Nordic Cuisine, NOMA und e-Roller

Als langjährige hauptamtliche Restaurantkritiker waren Gertrud (29) und ich wieder einmal beruflich unterwegs. Wir haben in Stockholm und Kopenhagen speziell renommierte Fischrestaurants unter die Lupe genommen. Unseren nachfolgenden Bericht halten wir bewusst grob und allgemein. Zuschriften und Nachfragen nach Details werden wir jederzeit gern und postwendend beantworten.

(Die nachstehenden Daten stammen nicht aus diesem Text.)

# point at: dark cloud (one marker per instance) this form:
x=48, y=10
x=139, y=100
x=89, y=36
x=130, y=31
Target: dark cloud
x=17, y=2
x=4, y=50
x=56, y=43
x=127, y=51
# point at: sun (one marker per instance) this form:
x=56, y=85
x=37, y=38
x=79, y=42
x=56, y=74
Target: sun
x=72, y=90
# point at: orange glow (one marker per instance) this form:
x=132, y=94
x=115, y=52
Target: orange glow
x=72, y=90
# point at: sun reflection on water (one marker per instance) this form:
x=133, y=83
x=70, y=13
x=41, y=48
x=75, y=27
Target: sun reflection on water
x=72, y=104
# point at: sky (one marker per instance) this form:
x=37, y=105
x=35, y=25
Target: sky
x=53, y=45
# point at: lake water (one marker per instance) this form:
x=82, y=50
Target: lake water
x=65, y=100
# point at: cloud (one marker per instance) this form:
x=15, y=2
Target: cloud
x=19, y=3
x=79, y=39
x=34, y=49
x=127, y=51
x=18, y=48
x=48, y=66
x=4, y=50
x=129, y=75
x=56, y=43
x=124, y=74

Grundsätzlich haben wir so viele Anregungen und Eindrücke gesammelt, dass wir nunmehr selbst ein maritimes Etablissement in Berlin eröffnen wollen. Liebe Berliner Gastronomen, zieht Euch warm an! Wobei wir nicht recht sagen könnten, ob es an unserem immer noch unzureichenden Überblick oder daran liegt, dass sich in skandinavischen Gewässern so viel mehr Fische als im Wannsee tummeln, dass uns ein auch nur annähernd bemerkenswertes Restaurant wie bei unseren skandinavischen Nachbarn in Berlin bislang eben noch nicht untergekommen ist.

Wollten wir Stockholm und Kopenhagen gastronomisch vergleichen, würden wir als biedere Konsumenten Stockholm vorziehen. Die Portionen waren bürgerlich-größer, weniger Experimente, beste Qualität, flockiger Service und ein sicher anspruchsvolles Publikum von Jung bis Alt; alle drei Restaurants platzten vor Betriebsamkeit geradezu aus den Nähten.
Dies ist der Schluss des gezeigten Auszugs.